Let us write our program by translating our sketch into code.

int maxCollatzSequenceGeneratingNumber()
{
    int num, count = 0;
    int maxCollatzSequenceLength = 0, maxSequenceNumber =- 1;
    while(true)
    {
        // taking the numbers from the user until -1
        cin >> num;
        if(endOfStream(num))
        {
            return maxSequenceNumber;
        }
        count=CollatzSequenceLength(num); // return the sequence count of conjecture number 
        
        if (count > maxCollatzSequenceLength)
        {
            maxSequenceNumber = count; 
              // maintain maximum count in max variable
            maxSequenceNumber= num; //maintain actual number in result that has maximum conjecture 
        }
    } 
}
ThemaxCollatzSequenceGeneratingNumber() function

Complete implementation

Here is the complete code.Read it and experiment with it with several input stream values. We highly recommend the step-by-step execution of the program to see if it’s working. After understanding it, do the follow-up exercise.

Instruction: Enter a similar list of numbers like 10 19 17 21 23 -1. For debugging the program, you may use this playground.

#include <iostream>
using namespace std;
int CollatzSequenceLength(int n)
{
    int count=0;
    while(n!=1)
    {
        if(n%2 ==0)
        {
            n/=2;
        }
        else
        {
            n=3*n+1;
        }
    count++;
    }
    return count;
}
int maxCollatzSequenceGeneratingNumber()
{
    int num = 0,count=0,result;
    // max variable initialized with the first number
    int max = num;
    cout << "Stream ending with -1(e.g. 10 19 17 21 23 -1): ";
    cin >> num;  // Number Stream e.g. 10 19 17 21 23 -1
    do
    {
        count=CollatzSequenceLength(num);// return the sequence count of conjecture number 
        if (count > max)
        {
            max = count;// maintain maximum count in max variable
            result= num;//maintain actual number in result that has maximum conjecture
        }
        // taking the next number out from the stream
        cin >> num;
    } 
    while(num!=-1);
    return result;
}
int main()
{
    int result=maxCollatzSequenceGeneratingNumber();
    cout<<"Maximum sequence is by :"<<result;
    return 0;
}
Complete implementation of maximum the Collatz sequence

Exercise: Printing the Collatz with the sequence length

Modify the above playground’s program so that the above program should also print the sequence of each number along with its sequence length.

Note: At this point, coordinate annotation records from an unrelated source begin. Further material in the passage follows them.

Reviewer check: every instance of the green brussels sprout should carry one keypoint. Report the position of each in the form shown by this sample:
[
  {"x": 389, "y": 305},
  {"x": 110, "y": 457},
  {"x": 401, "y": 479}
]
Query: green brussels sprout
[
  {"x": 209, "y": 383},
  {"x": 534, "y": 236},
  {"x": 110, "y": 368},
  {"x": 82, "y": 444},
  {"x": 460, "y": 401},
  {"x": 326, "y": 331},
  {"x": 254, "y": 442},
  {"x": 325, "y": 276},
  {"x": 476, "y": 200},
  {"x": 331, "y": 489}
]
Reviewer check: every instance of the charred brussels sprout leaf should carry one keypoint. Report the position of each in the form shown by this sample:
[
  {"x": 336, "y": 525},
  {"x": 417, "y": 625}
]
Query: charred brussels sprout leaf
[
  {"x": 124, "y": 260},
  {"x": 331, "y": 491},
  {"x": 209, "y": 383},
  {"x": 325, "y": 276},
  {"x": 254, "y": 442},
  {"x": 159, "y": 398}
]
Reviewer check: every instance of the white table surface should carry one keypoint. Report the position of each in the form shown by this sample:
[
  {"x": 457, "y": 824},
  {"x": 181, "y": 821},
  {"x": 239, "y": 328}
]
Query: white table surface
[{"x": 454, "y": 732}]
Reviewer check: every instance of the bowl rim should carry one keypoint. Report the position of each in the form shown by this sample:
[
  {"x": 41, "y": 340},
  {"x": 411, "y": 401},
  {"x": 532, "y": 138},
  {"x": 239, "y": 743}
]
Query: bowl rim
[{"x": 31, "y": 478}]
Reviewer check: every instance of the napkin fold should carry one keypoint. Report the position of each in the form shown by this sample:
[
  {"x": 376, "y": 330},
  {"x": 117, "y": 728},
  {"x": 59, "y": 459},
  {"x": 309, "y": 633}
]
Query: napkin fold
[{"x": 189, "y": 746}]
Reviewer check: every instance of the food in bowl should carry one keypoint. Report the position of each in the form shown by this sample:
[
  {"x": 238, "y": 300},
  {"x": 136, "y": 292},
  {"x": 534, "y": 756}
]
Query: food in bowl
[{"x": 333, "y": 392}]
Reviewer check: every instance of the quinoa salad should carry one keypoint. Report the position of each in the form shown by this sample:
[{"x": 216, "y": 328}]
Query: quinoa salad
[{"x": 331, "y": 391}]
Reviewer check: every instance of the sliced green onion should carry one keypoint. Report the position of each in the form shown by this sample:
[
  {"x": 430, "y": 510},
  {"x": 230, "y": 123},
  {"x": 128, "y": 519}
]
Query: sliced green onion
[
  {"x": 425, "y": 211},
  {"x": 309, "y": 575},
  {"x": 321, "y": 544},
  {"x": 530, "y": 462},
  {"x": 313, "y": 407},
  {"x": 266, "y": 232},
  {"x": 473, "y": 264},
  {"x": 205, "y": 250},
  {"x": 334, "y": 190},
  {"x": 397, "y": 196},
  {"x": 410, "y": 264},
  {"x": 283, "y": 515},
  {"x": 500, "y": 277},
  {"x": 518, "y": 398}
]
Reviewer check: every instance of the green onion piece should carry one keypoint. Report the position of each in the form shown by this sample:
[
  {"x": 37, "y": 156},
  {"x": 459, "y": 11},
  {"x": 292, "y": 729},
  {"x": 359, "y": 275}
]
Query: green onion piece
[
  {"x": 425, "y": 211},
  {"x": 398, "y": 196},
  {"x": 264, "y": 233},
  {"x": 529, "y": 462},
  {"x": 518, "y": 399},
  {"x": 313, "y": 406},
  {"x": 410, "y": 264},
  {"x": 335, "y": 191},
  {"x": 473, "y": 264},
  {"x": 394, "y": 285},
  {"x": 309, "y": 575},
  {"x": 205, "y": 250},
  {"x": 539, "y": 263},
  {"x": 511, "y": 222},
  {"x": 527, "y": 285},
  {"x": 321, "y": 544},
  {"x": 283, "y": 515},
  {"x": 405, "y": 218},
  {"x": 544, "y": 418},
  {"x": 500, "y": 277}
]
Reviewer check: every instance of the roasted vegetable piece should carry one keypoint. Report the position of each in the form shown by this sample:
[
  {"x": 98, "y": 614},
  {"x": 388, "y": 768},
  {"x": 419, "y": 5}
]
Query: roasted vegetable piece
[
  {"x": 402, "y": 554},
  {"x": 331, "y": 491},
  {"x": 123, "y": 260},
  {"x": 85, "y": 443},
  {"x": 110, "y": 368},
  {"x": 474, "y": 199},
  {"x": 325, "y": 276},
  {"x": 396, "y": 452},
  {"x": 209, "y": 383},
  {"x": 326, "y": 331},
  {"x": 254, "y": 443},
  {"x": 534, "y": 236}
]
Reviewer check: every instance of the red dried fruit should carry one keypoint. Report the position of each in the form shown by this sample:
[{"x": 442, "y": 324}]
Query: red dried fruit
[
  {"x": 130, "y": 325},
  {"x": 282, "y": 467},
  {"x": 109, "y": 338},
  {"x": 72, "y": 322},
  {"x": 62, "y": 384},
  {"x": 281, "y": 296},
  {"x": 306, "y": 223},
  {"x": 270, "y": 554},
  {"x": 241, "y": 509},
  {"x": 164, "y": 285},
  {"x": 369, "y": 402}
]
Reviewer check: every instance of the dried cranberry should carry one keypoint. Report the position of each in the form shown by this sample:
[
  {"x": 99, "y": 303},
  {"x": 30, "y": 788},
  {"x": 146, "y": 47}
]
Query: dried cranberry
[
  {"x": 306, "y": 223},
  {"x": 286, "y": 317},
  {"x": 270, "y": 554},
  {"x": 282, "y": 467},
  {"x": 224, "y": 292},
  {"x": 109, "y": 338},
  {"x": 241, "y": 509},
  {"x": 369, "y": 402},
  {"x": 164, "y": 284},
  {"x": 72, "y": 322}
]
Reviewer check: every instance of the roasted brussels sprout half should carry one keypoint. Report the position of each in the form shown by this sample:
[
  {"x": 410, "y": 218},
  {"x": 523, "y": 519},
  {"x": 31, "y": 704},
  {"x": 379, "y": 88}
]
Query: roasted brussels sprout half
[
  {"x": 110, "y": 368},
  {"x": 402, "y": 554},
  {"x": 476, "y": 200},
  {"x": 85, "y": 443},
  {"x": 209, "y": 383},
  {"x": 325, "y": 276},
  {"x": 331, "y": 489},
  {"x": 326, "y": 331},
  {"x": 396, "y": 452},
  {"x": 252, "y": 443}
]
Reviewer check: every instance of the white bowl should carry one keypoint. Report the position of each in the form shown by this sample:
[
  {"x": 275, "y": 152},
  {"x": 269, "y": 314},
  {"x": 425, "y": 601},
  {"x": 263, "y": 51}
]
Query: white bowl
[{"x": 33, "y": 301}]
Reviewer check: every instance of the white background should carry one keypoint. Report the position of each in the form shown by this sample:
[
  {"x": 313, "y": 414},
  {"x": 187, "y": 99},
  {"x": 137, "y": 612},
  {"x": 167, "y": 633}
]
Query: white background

Hint: Modify the CollatzSequenceLength() function so that now the program not only returns the count of the Collatz sequence of length n but also, prints the sequence, i.e., the values of n.

Here is a sample program:

A number stream (ending with -1): 10 19 17 21 23 -1
---------------------------------------------------
The Collatz's sequence of 10 : 10 5 16 8 4 2 1 
The Collatz's sequence length of 10 is: 6

The Collatz's sequence of 19 : 19 58 29 88 44 22 11 34 17 52 26 13 40 20 10 5 16 8 4 2 1 
The Collatz's sequence length of 19 is: 20

The Collatz's sequence of 17 : 17 52 26 13 40 20 10 5 16 8 4 2 1 
The Collatz's sequence length of 17 is: 12

The Collatz's sequence of 21 : 21 64 32 16 8 4 2 1 
The Collatz's sequence length of 21 is: 7

The Collatz's sequence of 23 : 23 70 35 106 53 160 80 40 20 10 5 16 8 4 2 1 
The Collatz's sequence length of 23 is: 15

Maximum sequence is by :19

Instruction: Add the code in the above playground for this exercise.